HONG KONG: Asian markets were mixed Monday with traders increasingly pessimistic that US lawmakers will pass a new stimulus package before next week’s election, while spiking virus cases fanned worries about the economic impact of new containment measures.
Despite months of arduous talks in Washington, there appears to be little chance Republicans and Democrats will hammer out a rescue deal to help hard-strapped Americans, with both sides blaming each other for the impasse.
Analysts said investors had essentially given up hope of an agreement being made any time soon, and were now betting on Joe Biden and a Democratic sweep of Congress that would open the way for an even bigger spending package in the new year.
“There is very limited incentive on both sides to get a deal done,” Joseph Shaposhnik, a portfolio manager at TCW, told Bloomberg TV.
“The market has baked that in, has baked in the election and is looking out six months and thinking what are the odds life begins to normalise, a vaccine is introduced.”
Adding to the negative sentiment is a surge of coronavirus cases across the United States and Europe, with the World Health Organization on Sunday reporting a third straight day of record new infections globally.
The virus has now claimed the lives of 1.1 million people and infected more than 42 million globally.
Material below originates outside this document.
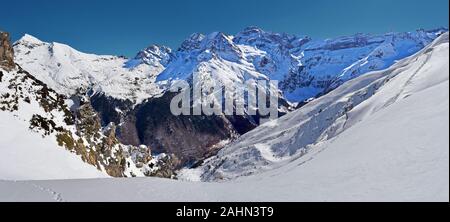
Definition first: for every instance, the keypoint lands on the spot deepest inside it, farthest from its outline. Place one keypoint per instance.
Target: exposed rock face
(77, 129)
(189, 138)
(6, 52)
The new wave has already forced governments in several countries including Britain, Germany and France to reimpose tough restrictions to prevent the disease from spreading.
“The US stimulus stalemate is now getting amplified through concerns about rising virus cases that could ultimately result in more stringent mobility restrictions and could even force additional business closures, which will most certainly put the economic recovery on the back foot into year-end,” said Axi strategist Stephen Innes.
Tokyo, Sydney and Singapore were barely moved while Shanghai, Seoul and Manila dropped into negative territory. Taipei and Jakarta edged up. Hong Kong was closed for a holiday.
Traders are also keeping tabs on a key policy-setting meeting of China’s Communist Party this week, which is expected set the course for the world’s second-biggest economy for the next several years with an eye on US relations.